Description of problem: After the /var partition filled up and was subsequently cleaned up, one geo-replication session is showing faulty for one pair of nodes. Version-Release number of selected component (if applicable): RHGS 3.1.3 on RHEL 6.8 How reproducible: Ongoing [root@rhssp1 ~]# gluster v geo-replication node8_dir status MASTER NODE MASTER VOL MASTER BRICK SLAVE USER SLAVE SLAVE NODE STATUS CRAWL STATUS LAST_SYNCED ------------------------------------------------------------------------------------------------------------------------------------------------------------- node1 vol8_dir /vol8b1/dir root ssh://node11::vol8_dir_slave node11 Active Changelog Crawl 2016-08-08 13:24:52 node3 vol8_dir /vol8b3/dir root ssh://node11::vol8_dir_slave N/A Faulty N/A N/A node4 vol8_dir /vol8b4/dir root ssh://node11::gvol8_dir_slave N/A Faulty N/A N/A node2 vol8_dir /vol8b2/dir root ssh://node11::vol8_dir_slave node11 Passive N/A N/A
Checked the log files, Observations: gsyncd.conf file corruption: When /var partition is full, on glustered restart it is corrupting the gsyncd.conf(Geo-rep session conf). As a workaround, conf file copied from good peer node to other nodes. To fix this issue in future, we should avoid regeneration of conf file every time when glusterd starts and handling failures. Python Traceback causing Geo-rep status Faulty. We found following traceback in Slave log file. Traceback (most recent call last): File "/usr/libexec/glusterfs/python/syncdaemon/repce.py", line 113, in worker res = getattr(self.obj, rmeth)(*in_data[2:]) File "/usr/libexec/glusterfs/python/syncdaemon/resource.py", line 772, in entry_ops os.unlink(entry) OSError: [Errno 21] Is a directory: '.gfid/12711ebf-7fdc-4f4b-9850-2d75581eb452/New folder' During Rename, if source and Target has same inode then Geo-rep is deleting the source since No rename required. It is not handling the directories. When it tries to delete the source directory it is failing with this error. We will work on this fix. As a workaround, In all brick backends of Slave, ls .glusterfs/12/71/12711ebf-7fdc-4f4b-9850-2d75581eb452/New folder If Empty then cleanup/delete "New folder" in Slave. So that Geo-rep can continue by passing this error. If not empty, backup the files and then delete the "New folder". We can trigger sync for the files from this directory if any.

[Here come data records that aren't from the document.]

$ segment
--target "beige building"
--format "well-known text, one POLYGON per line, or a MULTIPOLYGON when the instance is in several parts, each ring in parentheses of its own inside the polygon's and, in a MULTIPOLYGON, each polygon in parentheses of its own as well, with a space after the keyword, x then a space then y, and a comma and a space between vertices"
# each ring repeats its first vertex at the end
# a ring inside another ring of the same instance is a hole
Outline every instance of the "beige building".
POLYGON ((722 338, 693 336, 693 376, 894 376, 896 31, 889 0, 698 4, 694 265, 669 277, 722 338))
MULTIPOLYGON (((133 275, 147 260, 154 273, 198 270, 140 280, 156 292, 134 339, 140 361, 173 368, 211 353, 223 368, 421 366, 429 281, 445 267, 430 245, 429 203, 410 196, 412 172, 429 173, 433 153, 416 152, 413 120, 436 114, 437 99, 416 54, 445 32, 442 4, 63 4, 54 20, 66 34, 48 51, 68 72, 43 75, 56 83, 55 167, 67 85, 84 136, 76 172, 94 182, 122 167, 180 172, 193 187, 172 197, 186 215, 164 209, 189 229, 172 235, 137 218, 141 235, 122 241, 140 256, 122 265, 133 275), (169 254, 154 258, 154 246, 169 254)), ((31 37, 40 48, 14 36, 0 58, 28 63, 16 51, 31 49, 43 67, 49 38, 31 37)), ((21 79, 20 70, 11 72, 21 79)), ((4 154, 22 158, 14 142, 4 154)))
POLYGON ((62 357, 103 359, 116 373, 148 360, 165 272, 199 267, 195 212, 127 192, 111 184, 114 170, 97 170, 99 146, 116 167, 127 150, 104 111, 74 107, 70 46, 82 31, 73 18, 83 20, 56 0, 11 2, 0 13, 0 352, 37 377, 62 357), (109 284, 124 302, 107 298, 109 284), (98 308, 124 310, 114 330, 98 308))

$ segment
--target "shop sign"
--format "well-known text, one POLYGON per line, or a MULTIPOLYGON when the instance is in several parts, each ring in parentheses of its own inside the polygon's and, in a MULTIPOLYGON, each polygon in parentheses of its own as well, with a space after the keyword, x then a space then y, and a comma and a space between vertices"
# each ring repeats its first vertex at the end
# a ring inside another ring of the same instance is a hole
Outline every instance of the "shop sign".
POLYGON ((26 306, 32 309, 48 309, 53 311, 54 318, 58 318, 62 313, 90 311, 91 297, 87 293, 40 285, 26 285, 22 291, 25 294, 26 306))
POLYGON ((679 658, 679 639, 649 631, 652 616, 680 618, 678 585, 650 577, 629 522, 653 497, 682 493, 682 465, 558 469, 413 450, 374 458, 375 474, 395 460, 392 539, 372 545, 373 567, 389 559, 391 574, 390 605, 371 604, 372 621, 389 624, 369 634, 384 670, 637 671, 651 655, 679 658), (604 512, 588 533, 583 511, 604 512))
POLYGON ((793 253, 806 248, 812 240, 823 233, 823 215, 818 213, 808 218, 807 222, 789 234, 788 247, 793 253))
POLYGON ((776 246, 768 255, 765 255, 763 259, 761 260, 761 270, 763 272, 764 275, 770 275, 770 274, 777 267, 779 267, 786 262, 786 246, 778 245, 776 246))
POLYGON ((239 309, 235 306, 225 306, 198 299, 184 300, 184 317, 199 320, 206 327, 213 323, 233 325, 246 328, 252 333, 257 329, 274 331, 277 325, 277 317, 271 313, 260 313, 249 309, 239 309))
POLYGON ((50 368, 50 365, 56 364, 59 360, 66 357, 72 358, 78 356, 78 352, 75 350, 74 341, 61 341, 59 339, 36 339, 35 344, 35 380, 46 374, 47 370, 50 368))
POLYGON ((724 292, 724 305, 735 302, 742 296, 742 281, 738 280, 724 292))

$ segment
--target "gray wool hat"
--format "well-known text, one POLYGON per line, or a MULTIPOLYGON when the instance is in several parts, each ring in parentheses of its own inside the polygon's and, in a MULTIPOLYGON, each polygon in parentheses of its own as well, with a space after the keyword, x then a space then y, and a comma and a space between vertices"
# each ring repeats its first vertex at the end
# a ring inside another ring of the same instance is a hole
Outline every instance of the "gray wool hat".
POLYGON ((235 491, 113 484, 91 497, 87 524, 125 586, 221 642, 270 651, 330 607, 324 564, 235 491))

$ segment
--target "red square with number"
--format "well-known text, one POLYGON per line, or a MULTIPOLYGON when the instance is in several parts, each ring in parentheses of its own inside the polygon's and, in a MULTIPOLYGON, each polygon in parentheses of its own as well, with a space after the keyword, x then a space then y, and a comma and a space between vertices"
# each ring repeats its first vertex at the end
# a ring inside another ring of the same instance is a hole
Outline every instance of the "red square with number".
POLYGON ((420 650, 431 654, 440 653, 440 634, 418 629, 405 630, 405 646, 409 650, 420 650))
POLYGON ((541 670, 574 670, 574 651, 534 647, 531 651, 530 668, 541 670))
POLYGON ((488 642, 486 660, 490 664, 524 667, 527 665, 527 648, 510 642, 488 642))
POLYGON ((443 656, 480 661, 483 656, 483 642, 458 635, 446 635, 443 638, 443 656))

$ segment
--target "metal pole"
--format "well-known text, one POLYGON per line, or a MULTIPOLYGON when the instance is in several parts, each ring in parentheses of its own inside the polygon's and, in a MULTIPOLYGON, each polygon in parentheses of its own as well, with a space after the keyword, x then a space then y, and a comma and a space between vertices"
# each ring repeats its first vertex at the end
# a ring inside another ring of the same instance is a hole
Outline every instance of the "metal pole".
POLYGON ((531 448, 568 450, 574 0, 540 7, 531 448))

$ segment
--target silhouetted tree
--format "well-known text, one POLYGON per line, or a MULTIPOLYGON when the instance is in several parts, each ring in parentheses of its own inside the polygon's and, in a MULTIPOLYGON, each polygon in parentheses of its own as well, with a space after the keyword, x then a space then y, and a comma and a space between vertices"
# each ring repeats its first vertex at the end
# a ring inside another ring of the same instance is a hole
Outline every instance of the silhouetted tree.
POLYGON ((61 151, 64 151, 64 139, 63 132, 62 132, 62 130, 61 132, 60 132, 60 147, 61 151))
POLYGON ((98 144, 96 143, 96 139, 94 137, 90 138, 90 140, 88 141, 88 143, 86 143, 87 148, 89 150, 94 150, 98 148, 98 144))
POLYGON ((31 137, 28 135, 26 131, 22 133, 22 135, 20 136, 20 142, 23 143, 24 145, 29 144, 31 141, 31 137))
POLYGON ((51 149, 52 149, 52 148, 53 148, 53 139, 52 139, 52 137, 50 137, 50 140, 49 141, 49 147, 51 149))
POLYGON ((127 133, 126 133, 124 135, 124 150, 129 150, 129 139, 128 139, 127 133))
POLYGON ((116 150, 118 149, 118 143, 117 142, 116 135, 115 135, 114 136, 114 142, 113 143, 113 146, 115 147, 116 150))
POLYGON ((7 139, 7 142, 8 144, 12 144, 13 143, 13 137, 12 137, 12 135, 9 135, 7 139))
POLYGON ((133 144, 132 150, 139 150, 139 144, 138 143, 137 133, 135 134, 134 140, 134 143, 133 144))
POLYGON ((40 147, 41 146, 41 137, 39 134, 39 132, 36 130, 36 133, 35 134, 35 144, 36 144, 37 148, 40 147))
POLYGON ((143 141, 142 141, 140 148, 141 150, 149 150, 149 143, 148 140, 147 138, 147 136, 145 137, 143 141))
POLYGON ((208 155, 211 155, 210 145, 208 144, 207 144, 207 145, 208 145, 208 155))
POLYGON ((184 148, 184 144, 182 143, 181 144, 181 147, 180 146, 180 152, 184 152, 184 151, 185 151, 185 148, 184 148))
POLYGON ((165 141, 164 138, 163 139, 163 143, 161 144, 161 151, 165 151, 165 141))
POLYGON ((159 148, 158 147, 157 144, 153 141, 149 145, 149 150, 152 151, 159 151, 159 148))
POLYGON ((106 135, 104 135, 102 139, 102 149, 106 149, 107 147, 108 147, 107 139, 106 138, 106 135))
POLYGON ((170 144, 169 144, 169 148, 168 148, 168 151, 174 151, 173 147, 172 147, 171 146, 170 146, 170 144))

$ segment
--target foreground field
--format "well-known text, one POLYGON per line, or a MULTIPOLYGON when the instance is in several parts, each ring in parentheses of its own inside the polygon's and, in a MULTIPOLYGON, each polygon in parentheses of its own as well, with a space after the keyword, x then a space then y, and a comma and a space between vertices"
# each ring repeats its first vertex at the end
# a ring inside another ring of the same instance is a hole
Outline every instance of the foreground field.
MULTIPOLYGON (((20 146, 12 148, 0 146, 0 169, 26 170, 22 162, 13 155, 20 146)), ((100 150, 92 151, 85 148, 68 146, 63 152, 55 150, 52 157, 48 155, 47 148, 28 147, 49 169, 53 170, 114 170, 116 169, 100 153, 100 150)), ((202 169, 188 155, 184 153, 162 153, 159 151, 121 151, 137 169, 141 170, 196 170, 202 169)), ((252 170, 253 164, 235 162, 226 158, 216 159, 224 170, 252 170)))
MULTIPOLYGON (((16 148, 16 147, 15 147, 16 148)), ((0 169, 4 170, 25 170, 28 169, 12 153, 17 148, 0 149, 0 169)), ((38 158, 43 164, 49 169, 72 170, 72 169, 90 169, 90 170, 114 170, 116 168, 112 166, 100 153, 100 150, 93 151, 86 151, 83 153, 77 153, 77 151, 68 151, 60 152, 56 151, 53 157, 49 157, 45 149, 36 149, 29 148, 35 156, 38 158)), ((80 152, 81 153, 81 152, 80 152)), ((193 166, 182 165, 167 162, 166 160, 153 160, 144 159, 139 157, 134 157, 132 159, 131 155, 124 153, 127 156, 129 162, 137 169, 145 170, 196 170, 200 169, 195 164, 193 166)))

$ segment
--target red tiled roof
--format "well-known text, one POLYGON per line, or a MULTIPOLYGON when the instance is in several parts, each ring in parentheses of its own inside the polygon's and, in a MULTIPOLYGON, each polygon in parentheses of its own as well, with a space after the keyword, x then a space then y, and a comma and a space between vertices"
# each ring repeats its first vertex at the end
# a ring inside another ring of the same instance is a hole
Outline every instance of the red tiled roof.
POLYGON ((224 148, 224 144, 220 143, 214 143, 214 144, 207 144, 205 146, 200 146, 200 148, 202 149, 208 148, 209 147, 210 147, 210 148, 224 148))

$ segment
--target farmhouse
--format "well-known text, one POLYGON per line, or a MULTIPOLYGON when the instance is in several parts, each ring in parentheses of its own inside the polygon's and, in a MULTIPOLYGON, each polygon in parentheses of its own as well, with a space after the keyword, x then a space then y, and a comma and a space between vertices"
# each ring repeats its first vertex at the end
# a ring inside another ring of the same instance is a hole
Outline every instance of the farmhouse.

Geo-replication support added to Glusterd2 project, which will be available with Gluster upstream 4.0 and 4.1 releases. Most of the issues already fixed with issue https://github.com/gluster/glusterd2/issues/271 and remaining fixes are noted in issue https://github.com/gluster/glusterd2/issues/557 We can close these issues since we are not planning any fixes for 3.x series.
I see the issues are fixed UPSTREAM right now. Customer case is closed too. When the GD2 comes to product, this gets automatically closed! Please re-open the issue if the ask is to get it in GD1 itself, which means we have to rescope the effort and see what can be done!